La différence entre les risques climatiques et les risques liés à la durabilité au sens large 

Les risques climatiques se rapportent spécifiquement aux conséquences des événements météorologiques défavorables, à l’élévation du niveau de la mer et aux changements de température, ainsi qu’aux défis associés à la décarbonisation et à la transition vers l’énergie renouvelable.

Les risques liés à la durabilité au sens large englobent un plus grand éventail de préoccupations, comme les questions environnementales liées à la pollution, à la rareté de l’eau et à la perte de biodiversité, ainsi que les répercussions sociales et réglementaires des défis environnementaux.

Les organisations manufacturières doivent tenir compte des deux catégories, qui nécessitent des approches de gestion distinctes.

Le contexte des risques climatiques pour les constructeurs canadiens

Selon l’emplacement, la catégorie de risque et la complexité des activités, les entreprises manufacturières sont confrontées à de nombreux risques climatiques susceptibles de menacer leurs activités.

Les phénomènes météorologiques extrêmes, comme les tempêtes de type convectif, les ouragans, les incendies de forêt et l’élévation du niveau de la mer, peuvent endommager les usines, les entrepôts, les lignes électriques, les routes d’accès et les centres de la chaîne d’approvisionnement. Les inondations peuvent interrompre la production et nécessiter un investissement important dans les contrôles de gestion des inondations.

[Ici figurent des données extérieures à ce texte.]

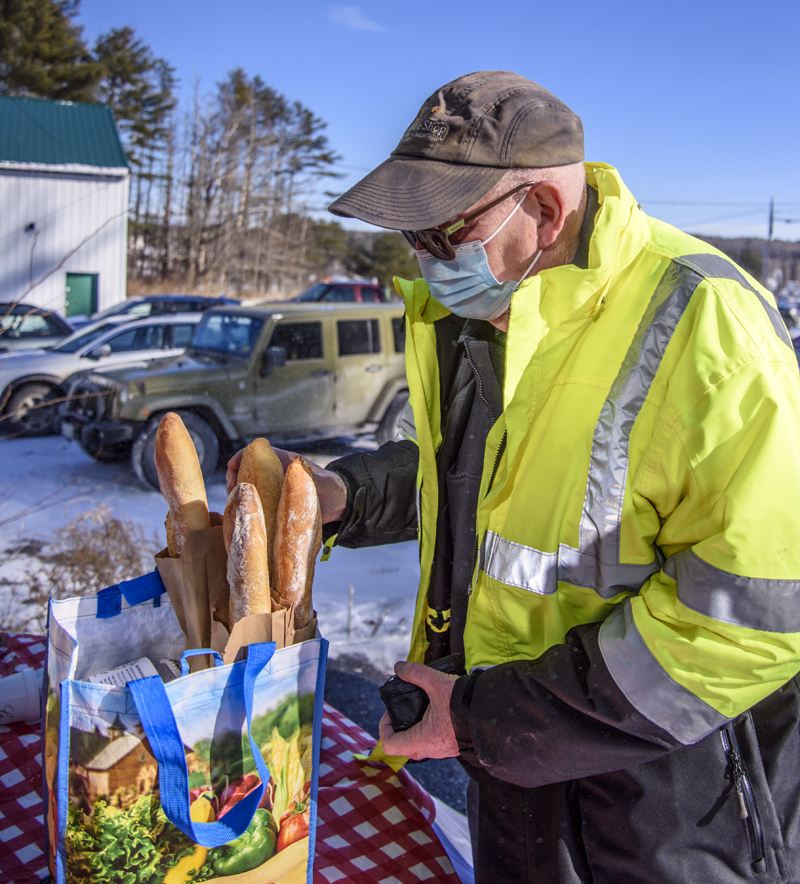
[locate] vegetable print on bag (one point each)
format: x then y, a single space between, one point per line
110 811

La hausse des températures augmente les exigences en matière de refroidissement des installations et réduit les capacités des infrastructures de transmission et de distribution. L’augmentation de la demande en énergie peut perturber l’approvisionnement aux installations et avoir une incidence considérable sur les marges de profit.

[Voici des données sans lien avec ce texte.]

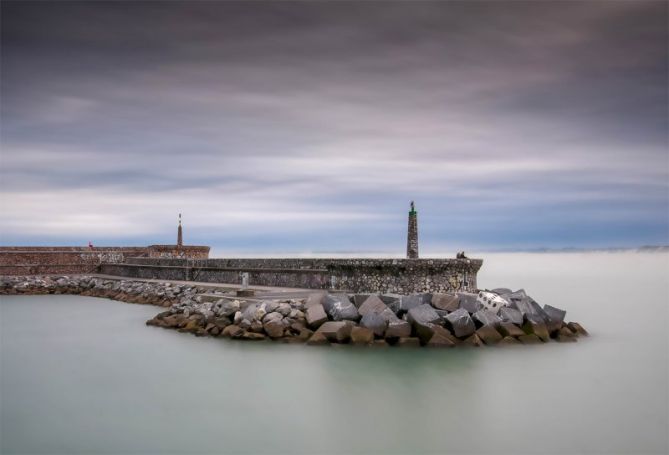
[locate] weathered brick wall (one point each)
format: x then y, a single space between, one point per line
357 275
61 260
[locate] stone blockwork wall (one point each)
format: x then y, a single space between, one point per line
61 260
356 275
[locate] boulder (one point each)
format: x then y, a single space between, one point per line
375 322
445 302
408 342
460 323
486 317
529 339
336 331
508 329
555 318
361 335
489 335
398 328
318 338
535 326
512 315
577 329
314 299
469 302
372 304
340 308
316 316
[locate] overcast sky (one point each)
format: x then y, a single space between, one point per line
308 127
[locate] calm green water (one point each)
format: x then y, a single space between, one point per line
85 375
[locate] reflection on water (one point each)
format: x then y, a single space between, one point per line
85 375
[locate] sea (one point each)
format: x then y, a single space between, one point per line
82 375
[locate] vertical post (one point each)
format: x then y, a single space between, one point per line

Les tempêtes graves et les inondations peuvent endommager les routes, les chemins de fer, les ponts, les voies navigables et les ports, ce qui a une incidence sur le transport des matières premières, des composants et des produits finis. L’élévation du niveau de la mer peut également affecter la disponibilité des ports et les délais de transport.

Les schémas de précipitations altérés peuvent réduire la disponibilité de l’eau pour le refroidissement, le nettoyage et le traitement des matériaux. Les constructeurs peuvent faire face à une concurrence directe avec les communautés locales en ce qui a trait aux ressources en eau, ce qui crée un risque d’atteinte à la réputation et de conformité réglementaire.

Les gouvernements mettent en œuvre des normes d’émissions plus strictes, une tarification du carbone et des exigences en matière de gestion des ressources. Les entreprises qui exercent leurs activités dans plusieurs territoires doivent respecter les politiques climatiques nationales et internationales. Les investisseurs, les assureurs et les institutions financières examinent de plus près les risques liés au climat, ce qui rend les stratégies climatiques robustes essentielles à l’accès aux assurances et aux capitaux.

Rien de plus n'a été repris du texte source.